Однако на Севере речь Клея не принесла ему пользы. Там некоторые политики-виги сокращали дистанцию между собой и аболиционистами — например, поддерживая их право подавать петиции в Конгресс. Пропагандист северных вигов Келвин Колтон, писавший в 1844 году под именем «Джуниус», заявил: «Мы ни на йоту не уступаем аболиционистам в нашей оппозиции рабству; мы расходимся с ними только в том, как избавиться от этого зла».[1409] Тем временем антиаболиционистская речь Клея заставила северных вигов рассматривать Гаррисона и Скотта в качестве альтернативных кандидатов на выдвижение.
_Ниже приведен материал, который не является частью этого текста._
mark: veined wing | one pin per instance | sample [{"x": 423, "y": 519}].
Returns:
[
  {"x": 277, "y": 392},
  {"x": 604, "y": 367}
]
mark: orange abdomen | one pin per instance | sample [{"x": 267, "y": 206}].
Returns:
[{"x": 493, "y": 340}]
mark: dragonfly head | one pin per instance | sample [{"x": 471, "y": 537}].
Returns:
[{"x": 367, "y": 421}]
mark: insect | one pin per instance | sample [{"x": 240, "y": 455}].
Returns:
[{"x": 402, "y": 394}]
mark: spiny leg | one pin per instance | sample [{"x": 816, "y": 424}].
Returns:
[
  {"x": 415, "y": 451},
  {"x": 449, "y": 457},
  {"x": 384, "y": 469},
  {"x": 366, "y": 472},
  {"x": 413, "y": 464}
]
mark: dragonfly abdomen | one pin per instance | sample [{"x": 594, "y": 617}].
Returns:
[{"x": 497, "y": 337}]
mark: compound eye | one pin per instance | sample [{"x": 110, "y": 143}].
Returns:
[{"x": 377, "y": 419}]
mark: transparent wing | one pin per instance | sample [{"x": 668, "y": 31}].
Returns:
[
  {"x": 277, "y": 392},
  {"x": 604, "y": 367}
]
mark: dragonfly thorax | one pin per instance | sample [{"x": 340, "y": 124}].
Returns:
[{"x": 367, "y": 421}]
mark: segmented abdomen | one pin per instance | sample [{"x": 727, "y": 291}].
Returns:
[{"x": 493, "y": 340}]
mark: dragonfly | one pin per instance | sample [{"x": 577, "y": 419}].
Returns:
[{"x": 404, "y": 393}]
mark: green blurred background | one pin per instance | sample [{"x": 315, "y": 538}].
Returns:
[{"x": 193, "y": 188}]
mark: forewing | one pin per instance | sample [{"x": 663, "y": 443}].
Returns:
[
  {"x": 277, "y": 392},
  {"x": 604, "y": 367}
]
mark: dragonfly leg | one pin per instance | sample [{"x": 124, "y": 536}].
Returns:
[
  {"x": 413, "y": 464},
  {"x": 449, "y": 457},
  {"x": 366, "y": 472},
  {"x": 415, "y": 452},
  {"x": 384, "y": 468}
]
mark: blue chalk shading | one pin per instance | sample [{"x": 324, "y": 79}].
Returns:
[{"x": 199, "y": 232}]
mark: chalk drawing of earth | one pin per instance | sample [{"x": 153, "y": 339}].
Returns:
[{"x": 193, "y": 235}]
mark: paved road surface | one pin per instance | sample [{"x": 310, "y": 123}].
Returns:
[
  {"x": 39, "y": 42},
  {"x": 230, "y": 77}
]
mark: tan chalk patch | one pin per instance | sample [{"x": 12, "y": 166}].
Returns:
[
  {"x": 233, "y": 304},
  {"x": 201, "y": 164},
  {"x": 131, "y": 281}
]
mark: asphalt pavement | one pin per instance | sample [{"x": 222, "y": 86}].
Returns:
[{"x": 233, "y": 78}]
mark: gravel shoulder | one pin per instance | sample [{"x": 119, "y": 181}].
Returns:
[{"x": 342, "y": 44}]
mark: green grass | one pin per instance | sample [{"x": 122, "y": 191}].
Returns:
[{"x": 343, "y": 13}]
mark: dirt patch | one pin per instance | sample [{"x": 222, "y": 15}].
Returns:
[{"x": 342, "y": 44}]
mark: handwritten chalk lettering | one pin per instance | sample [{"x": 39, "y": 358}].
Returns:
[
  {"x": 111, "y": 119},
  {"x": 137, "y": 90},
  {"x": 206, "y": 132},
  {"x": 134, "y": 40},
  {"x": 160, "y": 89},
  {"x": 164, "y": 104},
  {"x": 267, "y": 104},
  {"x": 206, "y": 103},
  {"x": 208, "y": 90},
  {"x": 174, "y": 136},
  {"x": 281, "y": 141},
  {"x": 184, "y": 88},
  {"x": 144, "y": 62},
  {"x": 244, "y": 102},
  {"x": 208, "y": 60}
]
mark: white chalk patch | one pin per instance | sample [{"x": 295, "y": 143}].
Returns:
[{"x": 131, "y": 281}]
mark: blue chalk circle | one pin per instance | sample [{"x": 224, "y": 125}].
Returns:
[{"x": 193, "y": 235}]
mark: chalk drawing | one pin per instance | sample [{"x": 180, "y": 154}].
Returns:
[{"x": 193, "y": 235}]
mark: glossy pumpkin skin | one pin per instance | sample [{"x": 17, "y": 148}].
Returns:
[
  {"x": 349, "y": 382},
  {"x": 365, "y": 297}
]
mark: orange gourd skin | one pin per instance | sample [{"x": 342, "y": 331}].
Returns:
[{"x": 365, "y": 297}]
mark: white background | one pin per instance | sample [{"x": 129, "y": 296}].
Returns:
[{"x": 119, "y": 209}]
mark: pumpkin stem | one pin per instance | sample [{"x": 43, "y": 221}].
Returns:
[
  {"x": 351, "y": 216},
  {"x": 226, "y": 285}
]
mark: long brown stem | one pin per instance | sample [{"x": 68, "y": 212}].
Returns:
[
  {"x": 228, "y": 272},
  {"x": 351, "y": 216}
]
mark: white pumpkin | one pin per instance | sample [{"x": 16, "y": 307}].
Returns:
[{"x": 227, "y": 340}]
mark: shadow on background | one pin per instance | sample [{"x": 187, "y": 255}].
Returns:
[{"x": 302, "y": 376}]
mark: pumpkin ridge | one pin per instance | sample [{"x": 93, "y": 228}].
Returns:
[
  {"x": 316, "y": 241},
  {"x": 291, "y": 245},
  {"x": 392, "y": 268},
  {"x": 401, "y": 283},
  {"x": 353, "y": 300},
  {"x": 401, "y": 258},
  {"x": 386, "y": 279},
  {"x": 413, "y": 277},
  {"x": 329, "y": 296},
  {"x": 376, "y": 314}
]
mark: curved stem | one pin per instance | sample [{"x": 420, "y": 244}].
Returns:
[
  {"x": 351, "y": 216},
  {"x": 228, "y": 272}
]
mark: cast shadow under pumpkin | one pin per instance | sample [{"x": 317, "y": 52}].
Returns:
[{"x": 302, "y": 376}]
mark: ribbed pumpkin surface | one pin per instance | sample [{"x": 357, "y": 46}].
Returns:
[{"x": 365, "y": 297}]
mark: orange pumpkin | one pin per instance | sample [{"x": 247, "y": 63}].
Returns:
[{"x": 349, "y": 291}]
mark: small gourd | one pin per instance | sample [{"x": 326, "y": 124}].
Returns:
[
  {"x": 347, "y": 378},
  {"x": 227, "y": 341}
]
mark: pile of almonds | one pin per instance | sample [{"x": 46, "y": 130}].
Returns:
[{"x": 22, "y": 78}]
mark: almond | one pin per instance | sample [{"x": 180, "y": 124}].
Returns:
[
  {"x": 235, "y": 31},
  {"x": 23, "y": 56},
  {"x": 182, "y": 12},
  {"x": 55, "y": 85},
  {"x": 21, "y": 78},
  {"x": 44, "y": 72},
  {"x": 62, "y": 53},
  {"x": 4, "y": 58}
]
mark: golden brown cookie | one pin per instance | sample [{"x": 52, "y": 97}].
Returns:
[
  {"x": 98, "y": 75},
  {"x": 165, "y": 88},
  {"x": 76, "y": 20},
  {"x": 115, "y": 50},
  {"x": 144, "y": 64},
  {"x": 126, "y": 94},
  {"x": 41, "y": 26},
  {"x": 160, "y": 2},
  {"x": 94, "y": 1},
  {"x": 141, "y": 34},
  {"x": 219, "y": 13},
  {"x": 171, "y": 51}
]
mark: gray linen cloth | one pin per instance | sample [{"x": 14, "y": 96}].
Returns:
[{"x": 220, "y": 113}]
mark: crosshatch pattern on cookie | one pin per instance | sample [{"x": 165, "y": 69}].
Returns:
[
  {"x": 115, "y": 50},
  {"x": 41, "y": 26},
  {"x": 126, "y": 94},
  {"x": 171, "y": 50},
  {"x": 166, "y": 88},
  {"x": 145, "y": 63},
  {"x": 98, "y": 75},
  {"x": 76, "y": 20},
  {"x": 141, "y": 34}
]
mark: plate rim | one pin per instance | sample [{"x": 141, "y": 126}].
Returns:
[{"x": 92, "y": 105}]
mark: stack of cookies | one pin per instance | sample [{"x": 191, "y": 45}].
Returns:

Когда собрался съезд, Клей не получил голосов ни в одном северном штате, кроме маленького Род-Айленда. Последствия антиаболиционистской речи Клея иллюстрируют чрезвычайную трудность преодоления межрелигиозного разрыва по вопросу о рабстве в партии вигов — даже для такого искусного и принципиального умеренного человека, как Генри Клей.
В этой речи Клэя есть ироничная сноска. Когда один из сочувствующих коллег-сенаторов предупредил, что такое удивительно полное изложение его позиции станет привлекательной мишенью для экстремистов по обе стороны вопроса о рабстве и, возможно, поставит под угрозу его президентскую кампанию, Клей ответил: «Я скорее буду прав, чем стану президентом».[1410] Эта цитата стала, вероятно, самой известной. Остается только пожелать, чтобы это исповедание добродетели прозвучало от имени более мужественного с моральной точки зрения человека. И все же, хотя Клей никогда не был президентом, он часто оказывался прав.